Data Quality CSV Format
- Rules (folder with Data Quality information)
- Folder.csv (allows to recreate an hierarchy of folders in order to organize DQ rules)
- Id (folder unique identifier)
- Name (folder name)
- Parent Folder Id (identifier of the parent folder, optional)
- Description (folder description, optional)
- Rule.csv (provides DQ rule declarations)
- Id (rule unique identifier)
- Name (rule name. Name must be unique under the parent folder.)
- Folder Id (identifier of the parent folder)
- Description (rule description, optional)
- Operation (rule operation, optional)
- Dimension (rule dimension name. See the list of the possible values below)
- Url (hyperlink on the rule in the original DQ tool, optional)
- Rule Application.csv (allows to specify DQ rule instances and associate them with the individual columns)
- Id (rule application unique identifier)
- Rule Id (identifier of the associated DQ rule)
- Type (column path, connection type. Is needed to interpret and then correctly stitch the referenced column in MM. See the list of the possible values below.)
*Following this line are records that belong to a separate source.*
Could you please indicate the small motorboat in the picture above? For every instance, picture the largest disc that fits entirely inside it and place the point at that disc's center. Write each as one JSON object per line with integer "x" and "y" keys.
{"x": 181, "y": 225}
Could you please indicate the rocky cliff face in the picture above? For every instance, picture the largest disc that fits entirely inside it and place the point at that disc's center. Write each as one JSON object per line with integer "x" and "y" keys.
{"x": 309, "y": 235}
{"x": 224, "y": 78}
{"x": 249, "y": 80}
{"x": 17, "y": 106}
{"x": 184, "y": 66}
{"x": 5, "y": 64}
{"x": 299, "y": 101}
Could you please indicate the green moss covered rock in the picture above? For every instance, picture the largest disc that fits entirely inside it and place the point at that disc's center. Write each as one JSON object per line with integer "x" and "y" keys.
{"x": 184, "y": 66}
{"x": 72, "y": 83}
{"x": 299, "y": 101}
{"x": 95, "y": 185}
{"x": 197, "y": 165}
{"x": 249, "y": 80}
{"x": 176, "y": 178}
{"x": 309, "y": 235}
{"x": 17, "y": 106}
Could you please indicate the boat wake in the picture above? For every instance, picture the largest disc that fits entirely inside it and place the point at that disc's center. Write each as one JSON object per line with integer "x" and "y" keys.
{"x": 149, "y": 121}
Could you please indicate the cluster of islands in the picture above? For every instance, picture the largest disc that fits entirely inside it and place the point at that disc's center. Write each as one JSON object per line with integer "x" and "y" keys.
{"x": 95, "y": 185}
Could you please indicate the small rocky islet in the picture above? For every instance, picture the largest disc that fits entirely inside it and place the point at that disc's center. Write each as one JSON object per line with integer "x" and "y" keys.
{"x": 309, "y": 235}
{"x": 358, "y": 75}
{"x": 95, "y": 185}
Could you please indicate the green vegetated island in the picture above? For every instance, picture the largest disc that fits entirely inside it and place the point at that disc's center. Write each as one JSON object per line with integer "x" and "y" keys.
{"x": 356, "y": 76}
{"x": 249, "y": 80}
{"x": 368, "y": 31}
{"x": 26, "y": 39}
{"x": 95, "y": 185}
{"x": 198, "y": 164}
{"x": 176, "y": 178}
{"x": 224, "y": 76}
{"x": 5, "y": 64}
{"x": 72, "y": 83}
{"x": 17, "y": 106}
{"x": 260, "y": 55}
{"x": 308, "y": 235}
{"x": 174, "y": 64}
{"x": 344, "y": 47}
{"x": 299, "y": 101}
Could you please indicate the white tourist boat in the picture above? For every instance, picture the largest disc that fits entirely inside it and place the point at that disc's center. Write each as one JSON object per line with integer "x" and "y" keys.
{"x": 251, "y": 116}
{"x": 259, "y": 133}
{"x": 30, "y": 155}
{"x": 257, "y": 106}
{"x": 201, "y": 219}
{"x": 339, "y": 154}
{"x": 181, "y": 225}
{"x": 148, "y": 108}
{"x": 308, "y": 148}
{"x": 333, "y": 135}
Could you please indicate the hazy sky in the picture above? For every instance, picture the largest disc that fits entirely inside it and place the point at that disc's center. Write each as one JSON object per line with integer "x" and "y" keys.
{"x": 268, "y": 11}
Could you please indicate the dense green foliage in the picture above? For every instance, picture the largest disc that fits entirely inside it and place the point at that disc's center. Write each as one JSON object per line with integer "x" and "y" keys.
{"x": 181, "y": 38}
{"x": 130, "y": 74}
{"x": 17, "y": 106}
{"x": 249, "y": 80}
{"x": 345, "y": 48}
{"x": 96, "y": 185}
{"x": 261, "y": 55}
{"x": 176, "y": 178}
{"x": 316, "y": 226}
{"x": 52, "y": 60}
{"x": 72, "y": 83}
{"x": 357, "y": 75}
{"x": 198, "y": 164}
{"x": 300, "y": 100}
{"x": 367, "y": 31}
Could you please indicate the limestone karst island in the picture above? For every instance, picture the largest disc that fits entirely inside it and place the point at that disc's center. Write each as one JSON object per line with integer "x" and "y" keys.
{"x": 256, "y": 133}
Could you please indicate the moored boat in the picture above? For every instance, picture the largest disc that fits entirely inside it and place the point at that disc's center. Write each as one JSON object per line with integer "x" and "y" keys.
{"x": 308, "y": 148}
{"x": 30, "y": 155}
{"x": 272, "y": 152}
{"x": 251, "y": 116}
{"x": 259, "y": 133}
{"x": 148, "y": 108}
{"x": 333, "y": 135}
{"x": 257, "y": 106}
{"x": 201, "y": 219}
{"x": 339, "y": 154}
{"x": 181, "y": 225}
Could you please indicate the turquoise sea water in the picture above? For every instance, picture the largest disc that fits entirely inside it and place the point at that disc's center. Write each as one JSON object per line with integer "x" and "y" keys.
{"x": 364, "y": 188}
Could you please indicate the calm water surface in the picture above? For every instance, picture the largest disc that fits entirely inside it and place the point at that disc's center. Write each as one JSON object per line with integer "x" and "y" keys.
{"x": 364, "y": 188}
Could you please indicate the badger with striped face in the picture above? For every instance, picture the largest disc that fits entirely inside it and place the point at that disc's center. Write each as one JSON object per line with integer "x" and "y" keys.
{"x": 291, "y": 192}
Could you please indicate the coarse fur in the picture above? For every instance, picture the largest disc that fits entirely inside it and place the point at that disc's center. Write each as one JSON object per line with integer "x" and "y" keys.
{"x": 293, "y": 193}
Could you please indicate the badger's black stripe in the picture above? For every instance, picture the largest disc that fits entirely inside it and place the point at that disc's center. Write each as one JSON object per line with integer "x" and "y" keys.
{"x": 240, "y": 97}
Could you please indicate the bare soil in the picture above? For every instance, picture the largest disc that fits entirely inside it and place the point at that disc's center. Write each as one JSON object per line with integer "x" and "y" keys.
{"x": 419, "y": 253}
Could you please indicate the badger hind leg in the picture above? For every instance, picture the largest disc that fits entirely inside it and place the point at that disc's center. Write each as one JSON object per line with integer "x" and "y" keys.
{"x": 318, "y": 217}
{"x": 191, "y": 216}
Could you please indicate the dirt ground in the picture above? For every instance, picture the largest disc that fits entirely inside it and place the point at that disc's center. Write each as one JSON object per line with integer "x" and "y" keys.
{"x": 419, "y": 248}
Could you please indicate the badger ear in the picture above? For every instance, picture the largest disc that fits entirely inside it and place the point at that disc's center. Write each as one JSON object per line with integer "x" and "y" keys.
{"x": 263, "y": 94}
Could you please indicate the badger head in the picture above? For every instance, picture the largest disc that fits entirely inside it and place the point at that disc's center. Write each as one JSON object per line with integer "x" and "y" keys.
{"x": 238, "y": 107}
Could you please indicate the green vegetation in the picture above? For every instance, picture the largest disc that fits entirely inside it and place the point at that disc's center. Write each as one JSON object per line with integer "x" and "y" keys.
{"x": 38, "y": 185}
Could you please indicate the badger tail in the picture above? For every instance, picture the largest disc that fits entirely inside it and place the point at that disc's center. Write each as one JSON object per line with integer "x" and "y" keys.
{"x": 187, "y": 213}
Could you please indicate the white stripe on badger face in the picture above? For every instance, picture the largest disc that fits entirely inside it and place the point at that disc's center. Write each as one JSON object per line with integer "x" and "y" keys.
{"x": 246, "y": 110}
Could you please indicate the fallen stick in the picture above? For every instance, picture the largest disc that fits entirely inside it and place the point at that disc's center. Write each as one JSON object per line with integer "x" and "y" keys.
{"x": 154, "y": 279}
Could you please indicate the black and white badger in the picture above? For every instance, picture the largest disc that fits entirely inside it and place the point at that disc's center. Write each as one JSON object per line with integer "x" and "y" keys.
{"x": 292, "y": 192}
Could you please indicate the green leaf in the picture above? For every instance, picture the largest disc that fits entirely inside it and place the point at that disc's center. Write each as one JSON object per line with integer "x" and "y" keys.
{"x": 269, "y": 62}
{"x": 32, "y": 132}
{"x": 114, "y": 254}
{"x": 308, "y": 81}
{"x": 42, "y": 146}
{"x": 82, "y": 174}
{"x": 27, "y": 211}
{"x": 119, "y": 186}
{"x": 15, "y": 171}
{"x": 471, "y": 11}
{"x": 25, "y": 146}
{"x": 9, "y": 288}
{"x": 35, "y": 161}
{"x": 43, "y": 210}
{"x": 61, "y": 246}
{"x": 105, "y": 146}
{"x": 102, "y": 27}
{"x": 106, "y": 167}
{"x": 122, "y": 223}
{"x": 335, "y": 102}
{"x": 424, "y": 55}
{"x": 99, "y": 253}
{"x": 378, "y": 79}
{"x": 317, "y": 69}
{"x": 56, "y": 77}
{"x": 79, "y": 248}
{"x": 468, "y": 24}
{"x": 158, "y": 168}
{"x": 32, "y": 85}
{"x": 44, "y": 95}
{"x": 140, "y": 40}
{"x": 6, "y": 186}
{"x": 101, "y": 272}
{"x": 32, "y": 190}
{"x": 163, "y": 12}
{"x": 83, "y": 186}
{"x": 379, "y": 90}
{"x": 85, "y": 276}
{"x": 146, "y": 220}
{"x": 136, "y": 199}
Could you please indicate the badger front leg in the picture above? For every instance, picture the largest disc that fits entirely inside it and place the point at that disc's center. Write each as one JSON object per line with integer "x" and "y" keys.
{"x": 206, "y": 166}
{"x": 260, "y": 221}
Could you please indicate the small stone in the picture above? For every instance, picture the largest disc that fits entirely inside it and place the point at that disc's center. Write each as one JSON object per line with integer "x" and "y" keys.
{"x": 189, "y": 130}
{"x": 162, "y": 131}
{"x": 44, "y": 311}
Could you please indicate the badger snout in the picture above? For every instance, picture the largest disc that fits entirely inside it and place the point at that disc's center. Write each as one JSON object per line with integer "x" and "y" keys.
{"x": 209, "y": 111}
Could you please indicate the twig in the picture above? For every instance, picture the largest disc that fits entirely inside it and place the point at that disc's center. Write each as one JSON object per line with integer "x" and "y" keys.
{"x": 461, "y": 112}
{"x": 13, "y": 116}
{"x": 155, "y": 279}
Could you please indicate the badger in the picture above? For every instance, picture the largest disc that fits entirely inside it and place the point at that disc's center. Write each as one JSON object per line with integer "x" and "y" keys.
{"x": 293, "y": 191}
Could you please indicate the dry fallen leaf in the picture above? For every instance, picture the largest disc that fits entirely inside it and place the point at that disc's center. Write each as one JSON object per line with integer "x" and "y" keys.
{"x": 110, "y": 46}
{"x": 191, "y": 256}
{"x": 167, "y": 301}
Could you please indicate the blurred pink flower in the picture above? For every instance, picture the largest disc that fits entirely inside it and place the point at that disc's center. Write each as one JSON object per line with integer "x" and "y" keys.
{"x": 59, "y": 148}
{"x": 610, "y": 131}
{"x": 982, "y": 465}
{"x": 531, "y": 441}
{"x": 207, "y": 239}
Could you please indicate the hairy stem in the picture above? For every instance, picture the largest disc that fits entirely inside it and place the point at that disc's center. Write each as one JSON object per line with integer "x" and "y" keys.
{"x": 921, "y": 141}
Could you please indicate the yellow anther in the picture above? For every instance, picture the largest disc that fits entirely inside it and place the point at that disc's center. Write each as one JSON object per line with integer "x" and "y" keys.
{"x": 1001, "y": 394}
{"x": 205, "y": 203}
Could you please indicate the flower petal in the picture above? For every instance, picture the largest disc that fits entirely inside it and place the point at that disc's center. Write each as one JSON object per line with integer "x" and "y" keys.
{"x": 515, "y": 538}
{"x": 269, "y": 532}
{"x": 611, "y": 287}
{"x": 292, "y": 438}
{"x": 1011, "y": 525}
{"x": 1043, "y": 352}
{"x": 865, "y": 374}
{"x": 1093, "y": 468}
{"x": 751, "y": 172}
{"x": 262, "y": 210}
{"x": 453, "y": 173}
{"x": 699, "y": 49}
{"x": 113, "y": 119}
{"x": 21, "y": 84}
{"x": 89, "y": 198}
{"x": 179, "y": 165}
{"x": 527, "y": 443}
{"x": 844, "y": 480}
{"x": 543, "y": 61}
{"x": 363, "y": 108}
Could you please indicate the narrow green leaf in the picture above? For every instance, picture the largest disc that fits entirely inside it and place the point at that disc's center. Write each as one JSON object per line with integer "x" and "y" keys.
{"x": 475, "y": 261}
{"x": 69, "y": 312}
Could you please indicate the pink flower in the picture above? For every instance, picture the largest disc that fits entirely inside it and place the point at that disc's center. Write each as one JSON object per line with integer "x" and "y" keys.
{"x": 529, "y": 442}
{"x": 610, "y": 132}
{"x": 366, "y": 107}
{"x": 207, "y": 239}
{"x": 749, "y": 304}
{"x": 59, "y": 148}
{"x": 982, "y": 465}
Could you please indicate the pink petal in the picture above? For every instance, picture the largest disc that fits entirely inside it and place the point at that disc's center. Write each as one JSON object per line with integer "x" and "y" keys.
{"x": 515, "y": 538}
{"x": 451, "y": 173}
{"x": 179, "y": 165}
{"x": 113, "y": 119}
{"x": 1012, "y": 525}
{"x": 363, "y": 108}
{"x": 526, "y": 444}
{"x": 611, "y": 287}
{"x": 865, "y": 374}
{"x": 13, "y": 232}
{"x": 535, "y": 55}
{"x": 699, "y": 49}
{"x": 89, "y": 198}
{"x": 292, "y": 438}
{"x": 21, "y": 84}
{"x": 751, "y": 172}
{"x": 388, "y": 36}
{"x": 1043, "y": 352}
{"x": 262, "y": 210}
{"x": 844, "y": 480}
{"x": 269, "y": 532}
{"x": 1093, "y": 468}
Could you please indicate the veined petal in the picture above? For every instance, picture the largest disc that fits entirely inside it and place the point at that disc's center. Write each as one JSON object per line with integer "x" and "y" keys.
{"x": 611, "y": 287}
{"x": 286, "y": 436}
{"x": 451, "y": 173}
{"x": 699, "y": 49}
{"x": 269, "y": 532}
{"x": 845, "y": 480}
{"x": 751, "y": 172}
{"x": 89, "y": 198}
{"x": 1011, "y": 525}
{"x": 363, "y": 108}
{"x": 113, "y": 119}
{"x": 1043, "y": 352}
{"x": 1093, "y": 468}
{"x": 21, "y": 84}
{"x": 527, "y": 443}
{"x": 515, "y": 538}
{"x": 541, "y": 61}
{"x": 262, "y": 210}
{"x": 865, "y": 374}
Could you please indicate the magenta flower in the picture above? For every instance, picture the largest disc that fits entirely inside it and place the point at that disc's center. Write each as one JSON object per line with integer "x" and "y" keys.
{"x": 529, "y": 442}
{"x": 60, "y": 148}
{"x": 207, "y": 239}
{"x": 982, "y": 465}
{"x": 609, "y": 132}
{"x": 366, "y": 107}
- Server (column path, server name. Database host:port, Snowflake warehouse, file service, like gs://bucket)
- Catalog (column path, catalog name. It can be a Snowflake or SQL Server database. Empty for Oracle and File systems.)
- Schema (column path, schema name. It can be a database schema, file folder path, like /dir1/dir2 )
- Table (column path, table name. It can also be a file, or partitioned directory name)
- Column (column path, column name)
- Description (rule application description, optional)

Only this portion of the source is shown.